Issues identified include blockages caused by foreign objects like t-shirts, rope, brown paper towels, and commercial toilet paper due to the narrow vacuum pipes. A common problem involves a valve at the back of the toilets becoming loose, leading to a loss of suction in one of 10 zones. The most expensive problem is calcium build-ups in narrow pipes, particularly in lower decks. The 2020 GAO report estimated a cost of $400,000 for an acid flush to restore the system, and the ship has undergone this procedure at least 10 times since 2023, a process that can only be performed in port.
The engineering department has communicated with the A1B Propulsion Plant Planning Yard at Newport News Shipbuilding regarding the issues. The planning yard, part of Huntington Ingalls Industries, which constructs Ford-Class carriers, indicated that a temporary resolution might be offered until a full system redesign could be funded in the future.

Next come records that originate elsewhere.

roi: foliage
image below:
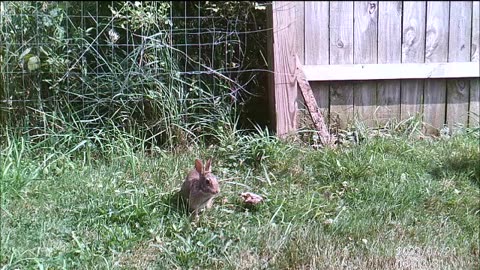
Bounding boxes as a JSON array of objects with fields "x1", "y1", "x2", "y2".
[{"x1": 1, "y1": 1, "x2": 269, "y2": 150}]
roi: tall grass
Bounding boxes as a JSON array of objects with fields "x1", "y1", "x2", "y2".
[{"x1": 1, "y1": 1, "x2": 259, "y2": 152}]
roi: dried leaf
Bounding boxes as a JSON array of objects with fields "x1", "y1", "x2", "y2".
[{"x1": 240, "y1": 192, "x2": 264, "y2": 205}]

The Navy has acknowledged the VCHT system's issues for over a decade. A similar vacuum system on the USS George H.W. Bush, a Nimitz-Class carrier, experienced comparable problems in 2013. The USS Gerald R. Ford is scheduled for VCHT system improvements during upcoming maintenance periods, with the Navy stating that similar upgrades on CVN 77 (USS George H.W. Bush) led to fewer maintenance problems. While an average outage duration is reported to be between 30 minutes and two hours, a Fleet Forces Command spokesman stated that the problems have had "no operational impact."
Experts suggest a long-term fix is not anticipated within the current year. Shelby Oakley, director of the GAO, noted that asking sailors to live in such conditions is regrettable. Bryan Clark of the Hudson Institute commented that adopting a sewage system from commercial cruise ships for a nuclear-powered warship, designed for months at sea, might have been a design error. The USS Ford was already the most expensive ship built by the Navy, incorporating unproven new technologies that contributed to increased costs and delayed delivery.